Étant donné que les ressources et la terre appartiennent à l'État d'après le droit positif et que ce dernier veut en tirer un maximum de profit pour améliorer son revenu, l'État n'est pas très enclin à une grande reconnaissance des droits coutumiers dans les activités du secteur forestier. Or, pour une gestion durable des ressources, les populations doivent se sentir concernées et la question suivante devrait amener l'État à réfléchir davantage: « pourquoi dois-je protéger quelque chose qui appartient à quelqu'un d'autre ? ».

Dans le cadre de la révision de la loi forestière, la société civile réunie au sein de la Plateforme Forêt-Communauté Européenne (ECFP) a formulé des propositions pour une meilleure reconnaissance et protection des droits coutumiers des communautés locales et autochtones , et d'autres acteurs ont également soumis des propositions en ce sens.

  • Cartes de la propriété foncière et d'utilisation des ressources forestières

Les cartes officielles indiquant les types actuels de propriété foncière et d'utilisation des ressources forestières existent mais elles ne couvrent pas tous les types de propriété. Ces cartes sont disponibles sur différents sites internet de l'État et ses partenaires techniques. Par rapport aux années antérieures, il y a en 2012 une amélioration dans la production des cartes car en plus de l'exploitation forestière, elles couvrent désormais certaines activités connexes. En effet, la version 3.0 de l'Atlas Forestier Interactif publiée en 2012 par le World Resources Institute (WRI) et le MINFOF contient des informations relatives à l'exploitation forestière et d'autres activités connexes à l'instar de certains permis d'exploration minière et de certaines plantations agro-industrielles. Toutefois, les petits titres d'exploitation à l'instar des Autorisations de Récupération des Bois (ARB) et Autorisations d'Enlèvement des Bois (AEB) restent encore exclus du système cartographique, ce qui ne facilite pas le suivi de l'exploitation de ces titres sur le terrain.
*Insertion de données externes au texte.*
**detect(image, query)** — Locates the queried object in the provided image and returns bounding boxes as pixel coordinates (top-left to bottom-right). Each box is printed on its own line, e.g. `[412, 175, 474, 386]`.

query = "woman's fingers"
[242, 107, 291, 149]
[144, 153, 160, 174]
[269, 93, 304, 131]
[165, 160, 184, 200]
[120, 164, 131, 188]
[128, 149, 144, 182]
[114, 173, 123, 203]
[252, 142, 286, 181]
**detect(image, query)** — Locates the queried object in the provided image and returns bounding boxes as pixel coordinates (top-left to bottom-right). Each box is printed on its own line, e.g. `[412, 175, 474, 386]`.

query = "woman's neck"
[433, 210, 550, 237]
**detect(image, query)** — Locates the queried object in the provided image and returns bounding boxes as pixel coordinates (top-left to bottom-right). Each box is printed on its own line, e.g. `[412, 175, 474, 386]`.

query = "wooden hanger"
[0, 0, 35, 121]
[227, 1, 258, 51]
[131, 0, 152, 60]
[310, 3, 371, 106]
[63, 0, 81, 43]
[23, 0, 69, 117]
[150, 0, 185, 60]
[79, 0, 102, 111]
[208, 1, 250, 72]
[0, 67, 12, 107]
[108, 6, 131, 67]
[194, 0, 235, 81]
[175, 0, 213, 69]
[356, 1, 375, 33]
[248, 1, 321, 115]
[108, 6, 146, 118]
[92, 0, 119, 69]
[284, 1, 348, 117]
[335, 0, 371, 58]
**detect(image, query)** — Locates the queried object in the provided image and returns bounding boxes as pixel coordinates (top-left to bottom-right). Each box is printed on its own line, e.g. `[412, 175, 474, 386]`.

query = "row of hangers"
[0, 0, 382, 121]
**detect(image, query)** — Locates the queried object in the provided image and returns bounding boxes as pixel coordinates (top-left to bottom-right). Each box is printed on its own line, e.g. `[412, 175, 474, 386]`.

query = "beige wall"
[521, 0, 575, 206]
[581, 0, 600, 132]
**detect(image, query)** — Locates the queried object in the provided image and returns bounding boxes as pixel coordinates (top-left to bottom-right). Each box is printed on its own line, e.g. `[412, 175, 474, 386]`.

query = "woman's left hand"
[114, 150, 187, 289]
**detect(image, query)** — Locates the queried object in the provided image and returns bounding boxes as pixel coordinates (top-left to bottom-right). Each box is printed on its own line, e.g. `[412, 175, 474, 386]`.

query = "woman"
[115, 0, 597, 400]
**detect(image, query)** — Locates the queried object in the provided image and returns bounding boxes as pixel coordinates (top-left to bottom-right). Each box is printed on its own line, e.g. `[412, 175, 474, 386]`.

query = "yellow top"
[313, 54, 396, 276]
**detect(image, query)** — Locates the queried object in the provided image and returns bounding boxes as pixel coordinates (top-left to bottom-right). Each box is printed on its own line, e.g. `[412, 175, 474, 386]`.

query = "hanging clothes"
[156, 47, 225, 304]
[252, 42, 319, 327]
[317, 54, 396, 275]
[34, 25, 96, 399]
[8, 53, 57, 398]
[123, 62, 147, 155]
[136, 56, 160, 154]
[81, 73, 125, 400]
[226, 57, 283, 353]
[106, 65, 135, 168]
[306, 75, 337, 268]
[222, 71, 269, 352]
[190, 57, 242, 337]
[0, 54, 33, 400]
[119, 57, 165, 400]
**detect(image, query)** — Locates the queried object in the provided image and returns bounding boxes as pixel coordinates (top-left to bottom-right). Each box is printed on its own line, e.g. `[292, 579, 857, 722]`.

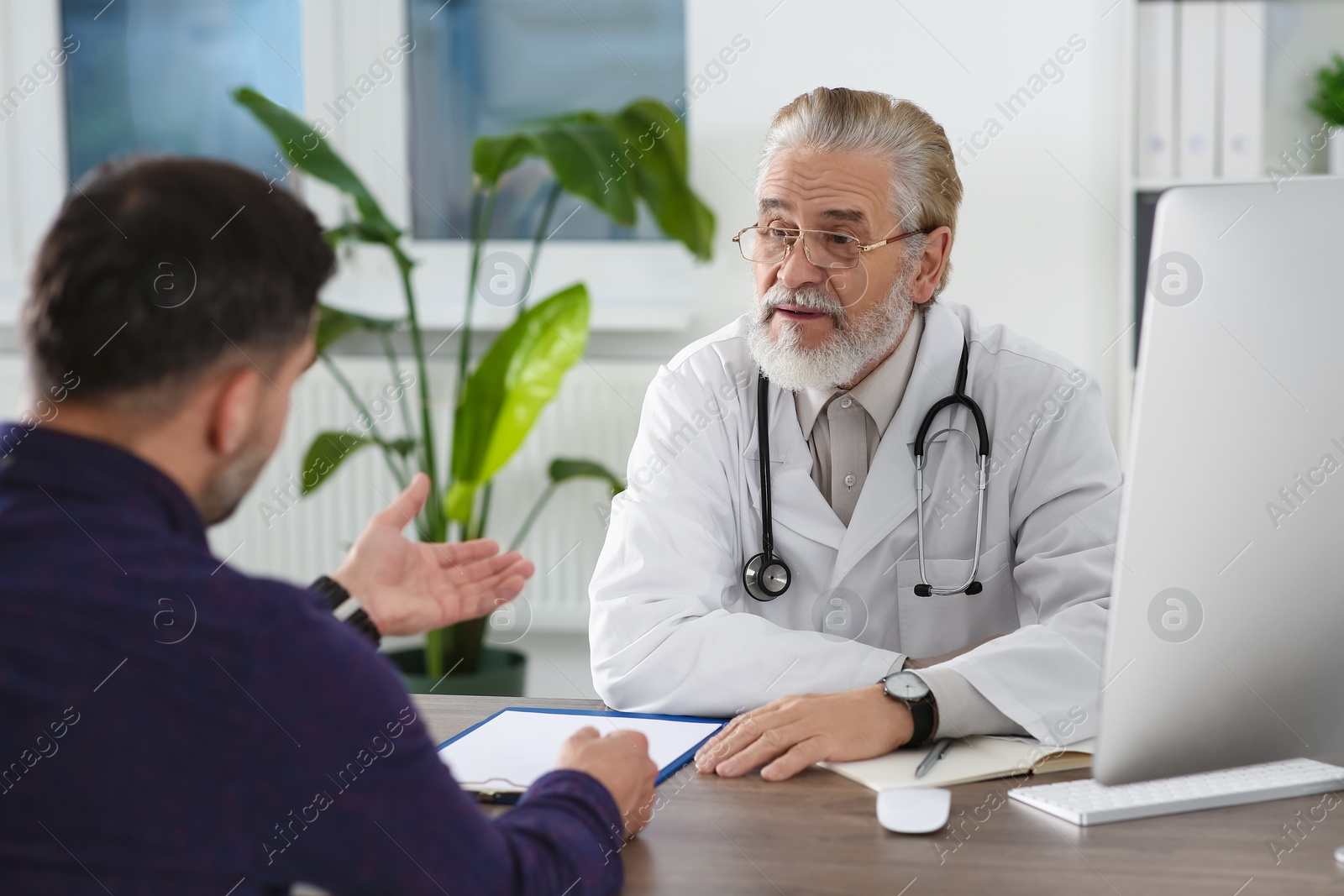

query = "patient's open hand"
[695, 684, 914, 780]
[332, 473, 533, 634]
Les cartes sont souvent distribuées aux ONG et communautés locales sur demande ou alors téléchargeables sur le site de WRI. La publication des cartes de localisation des titres d'exploitation valides faisant partie des exigences de l'Annexe VII de l'APV sur l'information à rendre publique, l'intégration des petits titres dans les cartes de propriété est plus que jamais urgente.

Cadre juridique et réglementation

  • Politique forestière

La politique forestière de 1993 a été révisée en 1995 après adoption de la loi forestière en 1994 mais depuis lors, elle n'a pas été mise à jour. Au cours de ces dernières années, le Cameroun a entrepris un certain nombre d'actions pour garantir une exploitation rationnelle de ses forêts, préserver sa biodiversité et assurer la pérennité de son patrimoine forestier. Les efforts déjà consentis risquent de décroître ou d'être vains si cette politique forestière n'est pas revue. Une partie du domaine forestier permanent assise sur des terres définitivement affectées à la forêt et voire à la conservation subie de nos jours des chevauchements avec des permis forestiers, miniers et agro-industriels. Il est important de réviser la politique forestière au vu des phénomènes émergents tels que l'APV, l'initiative REDD et les grands projets d'infrastructures, et ceci en collaboration avec l'ensemble des parties prenantes du secteur forestier.
Dans la mouvance de la réforme forestière, la politique forestière est actuellement en voie de relecture et d'amendement car cet axe fait partie du mandat du consultant dont l'appel d'offres national a été publié en juin 2012 par le MINFOF.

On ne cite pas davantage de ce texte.